A arrecadação tributária consiste em uma relação legal que envolve, de um lado, o Fisco e, de outro, o contribuinte ou o responsável tributário. O Código Tributário Nacional (CTN) caracteriza o tributo como toda prestação pecuniária compulsória, em moeda ou cujo valor nela se possa exprimir, que não constitua sanção de ato ilícito, instituída em lei e cobrada mediante atividade administrativa plenamente vinculada.

A responsabilidade pela arrecadação tributária está prevista na Constituição Federal e igualmente expressa no CTN, atribuindo à União, aos Estados e aos Municípios competência para arrecadação de determinados tributos. A tributação sobre a transmissão de bens imóveis “inter vivos” é atribuída aos Municípios, excluindo-se a sucessão (“causa mortis”)  e a doação, ambos tributados pelo ITCMD.
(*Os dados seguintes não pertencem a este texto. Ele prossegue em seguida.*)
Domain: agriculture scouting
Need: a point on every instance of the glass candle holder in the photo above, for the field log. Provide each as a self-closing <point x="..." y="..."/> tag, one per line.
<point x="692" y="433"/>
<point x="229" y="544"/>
A apuração do imposto é realizada diretamente pelos Municípios que se valem do valor atribuído ao bem e a alíquota instituída para apurar o valor devido a título de ITBI. Desse modo, caso pretenda o contribuinte realizar a transferência de um bem imóvel será necessário pagar o ITBI. A questão central e por diversas vezes problemáticas acerca da cobrança cinge-se acerca da base de cálculo que se valem os Municípios para calcular o tributo.

Adentrando no cenário, reiteradamente os contribuintes se deparam com a mesma situação: adquirem imóvel por valor compatível com o valor de mercado do bem, contudo o Município utiliza avaliação completamente diversa – e frequentemente mais elevada – para realizar o cálculo do imposto. Assim, em situação na qual é aplicada alíquota de 3% e a diferença entre as avaliações do contribuinte e do fisco chegam a, por exemplo, R$100.000,00, o contribuinte teria de arcar com valor R$3.000,00 maior a título de ITBI.  A situação agrava-se, pois o pagamento do ITBI é requisito essencial para que se concretize a transferência do imóvel, sendo seu pagamento necessário para perfectibilizar a operação.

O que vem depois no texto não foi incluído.